Getting started
Our GPU cluster, “Springfield”, is built on an open-source system called Kubernetes (k8s). You don’t need to fully understand how that system works, but you’ll have to install some tools and configure some things in order to run your research experiments on the cluster. The rest of this document will guide you through all of the mandatory steps.
Before getting started
First of all, the commands shown in this guide must be executed in a terminal session on your own computer. In other words, there’s no need to log into any remote servers. You can use whatever terminal emulator you prefer.
We’re assuming your computer is based on a x64 CPU architecture. Don’t worry if you’re not entirely sure what that means, since your computer most likely satisfies this requirement. If your computer is based on an ARM architecture, talk to a cluster admin and they’ll help you out.
Note: If you are using windows, first install the Windows Subsystem for Linux (WSL). You can install everything you need to run WSL with a single command. Open PowerShell or Windows Command Prompt in administrator mode by right-clicking and selecting “Run as administrator”, enter the command below, then restart your machine. Follow the rest of the description by entering everything into the WSL terminal.
wsl --install
There’s a few prerequisite programs that must be installed in your operating system for all the commands to execute successfully. On macOS and most Linux distributions these programs are installed by default. The required programs are cURL, OpenSSL, and OpenSSH. The easiest way to check if you’ve got these programs installed is to execute the command below, which should print paths to all of the respective binaries.
which curl openssl ssh
Creating authentication credentials
Your authentication credentials must be kept secret at all times! Never share any authentication credentials generated while following this guide unless explictly instructed to do so.
Communicating with the cluster requires using RSA encryption keys and signed certificates.
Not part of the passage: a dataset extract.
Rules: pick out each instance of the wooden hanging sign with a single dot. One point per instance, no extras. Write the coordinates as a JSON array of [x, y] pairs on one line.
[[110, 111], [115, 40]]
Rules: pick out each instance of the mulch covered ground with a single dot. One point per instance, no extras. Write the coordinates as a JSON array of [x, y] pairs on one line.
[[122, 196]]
The easiest way to create an RSA key and certificate signing request is to run the following script, which will automate the process.
curl https://uitml.github.io/springfield/create-certificate.sh | sh
The next step is to send the certificate signing request (CSR) to an admin. You can either send the encoded output after the dotted line, or the CSR file stored at $HOME/.certs/springfield/<username>.csr
. After the CSR has been processed by an admin, you will be given a signed certificate. You should store the certificate in your $HOME/.certs/springfield
directory, which is the same directory that your RSA key resides in. To ensure you’re the only that can read the certificate file, run the following command.
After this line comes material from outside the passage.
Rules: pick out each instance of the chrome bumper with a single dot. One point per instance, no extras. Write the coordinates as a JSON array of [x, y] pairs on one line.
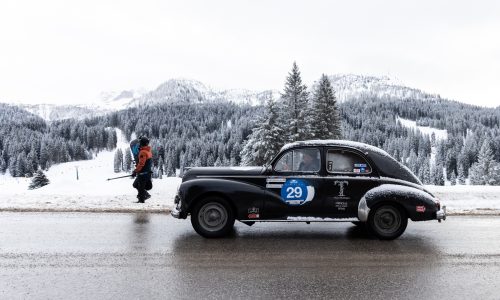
[[441, 214], [175, 213]]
chmod 600 $HOME/.certs/springfield/*.crt
Keeping your credentials secret is very important, because anyone with access to them will be able to authenticate with the cluster using your identity.
Install client tools
Most communication with the cluster is done via the official kubectl
tool. Install kubectl
by running the script below, which will install the latest release into the /usr/local/bin
directory on your computer. Alternatively you can follow the official documentation.
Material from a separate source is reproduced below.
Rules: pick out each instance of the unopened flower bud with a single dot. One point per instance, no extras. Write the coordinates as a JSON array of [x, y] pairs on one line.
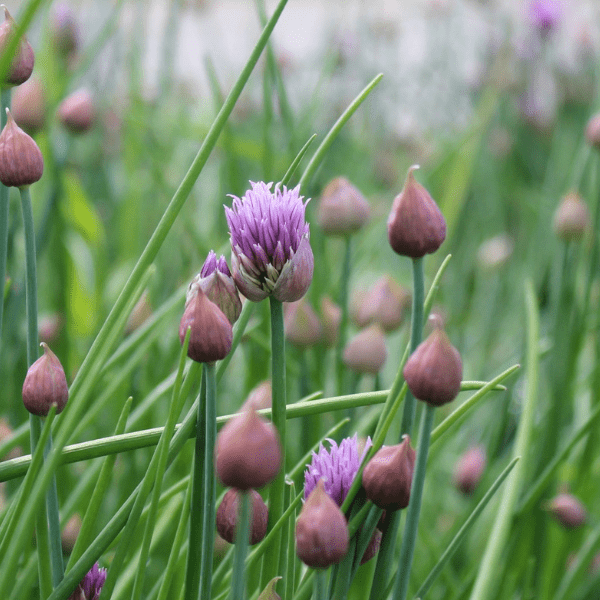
[[331, 317], [433, 371], [21, 162], [69, 533], [571, 218], [302, 325], [343, 210], [259, 397], [22, 63], [269, 592], [592, 131], [228, 512], [28, 106], [567, 510], [65, 36], [366, 352], [321, 531], [247, 452], [76, 112], [469, 469], [415, 226], [217, 283], [387, 478], [211, 334], [45, 384], [385, 303]]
curl https://uitml.github.io/springfield/install-kubectl.sh | sh
Once kubectl
is installed you need to configure it by running the command provided to you together with your personal, signed certificate.
Verify that everything is configured correctly by running the command below, which should print yes
in your terminal. If it doesn’t, contact a cluster admin for assistance.
kubectl auth can-i create job
Optional utilities
If you’re frequently going to work with external clusters or across multiple namespaces, you should install kubectx
and kubens
to improve your quality of life. Both can easily be installed by running the script below, which will install the latest release in your /usr/local/bin
directory.
curl https://uitml.github.io/springfield/install-kubectx.sh | sh
The kubectx
tool makes it easy to switch the active kubectl
context, which is useful for accessing other clusters, e.g. your local minikube cluster.
kubectx minikube
The kubens
tool allows you to change the default namespace scope for all subsequent kubectl
commands, which can be handy if you frequently work in multiple namespaces.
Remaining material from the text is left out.